Heterogeneous Organic Reactions on Gallium-Rich Gallium Arsenide, Gallium Phosphide, and Gallium Nitride Surfaces.

Abstract

This dissertation details a wet chemical reaction strategy that has been developed to impart chemical and electronic stability, as well as chemical functionality to Ga-rich gallium arsenide (GaAs(111)A), gallium nitride (GaN(0001)), and gallium phosphide (GaP(111)A) surfaces. These materials have a broad range of applications in the fields of sensing, electronics, and photoelectrochemistry. However, the native unprotected surfaces of these materials are highly susceptible to oxidation and chemical attack, which cause deleterious surface states that facilitate charge recombination.
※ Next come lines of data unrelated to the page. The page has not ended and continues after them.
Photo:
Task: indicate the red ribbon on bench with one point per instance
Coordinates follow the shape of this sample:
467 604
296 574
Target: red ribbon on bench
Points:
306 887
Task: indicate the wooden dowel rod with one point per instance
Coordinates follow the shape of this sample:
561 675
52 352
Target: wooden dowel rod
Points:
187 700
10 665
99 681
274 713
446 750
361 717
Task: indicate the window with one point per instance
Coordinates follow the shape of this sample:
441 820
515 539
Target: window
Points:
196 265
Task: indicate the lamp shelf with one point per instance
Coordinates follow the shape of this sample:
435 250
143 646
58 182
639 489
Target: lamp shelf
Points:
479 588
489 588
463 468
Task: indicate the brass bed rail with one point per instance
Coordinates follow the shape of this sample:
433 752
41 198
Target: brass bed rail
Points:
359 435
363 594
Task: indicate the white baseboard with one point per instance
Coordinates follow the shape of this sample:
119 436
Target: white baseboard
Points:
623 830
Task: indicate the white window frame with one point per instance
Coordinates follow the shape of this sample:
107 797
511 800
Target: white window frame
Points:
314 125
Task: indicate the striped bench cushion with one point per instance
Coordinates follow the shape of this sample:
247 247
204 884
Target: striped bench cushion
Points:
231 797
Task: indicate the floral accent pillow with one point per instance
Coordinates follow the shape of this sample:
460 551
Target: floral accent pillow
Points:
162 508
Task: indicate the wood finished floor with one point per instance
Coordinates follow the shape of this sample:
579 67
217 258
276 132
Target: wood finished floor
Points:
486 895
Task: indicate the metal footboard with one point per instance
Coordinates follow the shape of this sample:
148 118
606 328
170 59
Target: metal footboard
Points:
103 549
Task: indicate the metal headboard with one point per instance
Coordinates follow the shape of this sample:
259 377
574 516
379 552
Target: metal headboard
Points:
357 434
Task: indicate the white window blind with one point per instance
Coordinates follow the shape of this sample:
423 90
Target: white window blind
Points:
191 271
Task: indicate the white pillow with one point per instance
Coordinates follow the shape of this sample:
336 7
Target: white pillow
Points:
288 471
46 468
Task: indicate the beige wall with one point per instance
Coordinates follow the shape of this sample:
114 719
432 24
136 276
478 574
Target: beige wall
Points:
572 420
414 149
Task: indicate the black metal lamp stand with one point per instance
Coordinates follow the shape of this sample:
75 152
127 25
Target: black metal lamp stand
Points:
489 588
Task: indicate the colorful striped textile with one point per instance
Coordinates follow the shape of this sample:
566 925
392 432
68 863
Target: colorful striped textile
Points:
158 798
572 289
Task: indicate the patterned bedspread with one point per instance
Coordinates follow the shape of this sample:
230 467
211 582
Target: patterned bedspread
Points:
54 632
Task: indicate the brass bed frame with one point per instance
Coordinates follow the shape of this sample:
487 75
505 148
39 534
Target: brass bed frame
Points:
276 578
Currently, the number of wet chemical routes available for surface passivation is limited. I have demonstrated that the addition of organic groups onto Ga-rich surfaces of GaAs(111)A, GaP(111)A, and GaN(0001) via a two-step chlorination/Grignard reaction sequence effects a surface that is chemically resistant to oxidation in ambient and aqueous environments and has a lower density of electronic defects relative to the native oxide. The Grignard reaction sequence was further used to covalently bind allyl and pentenyl groups, with terminal reactive olefins, to GaP(111)A surfaces. In addition to imparting resistance to oxidation that is comparable with alkyl-terminated GaP(111)A surfaces, covalently bound alkenyl groups allow for further modification of the GaP(111)A surface via secondary reactions. For proof of principle, allyl-terminated GaP(111)A surfaces were secondarily functionalized through Heck cross-coupling metathesis, hydrosilylation and electrophilic addition of bromine reactions. The resultant surfaces were characterized using X-ray photoelectron spectroscopy and grazing-angle attenuated total reflectance Fourier transform infrared spectroscopy. Finally, pentenyl-terminated GaP(111)A surfaces were sequentially modified first through electrophilic addition of bromine and then nucleophilic substitution with sodium azide. The azide-terminated GaP(111)A surface was then functionalized through a Huisgen 1,3 dipolar ‘Click’ reaction with an alkyne derivatized Fe-based molecular catalyst. This wet chemical reaction strategy provides a method to create robust Ga-C surface bonds that impart stability on Ga-rich III-V semiconductor surfaces while also affording chemical functionality that can be leveraged to attach technologically relevant organic molecules to the surface.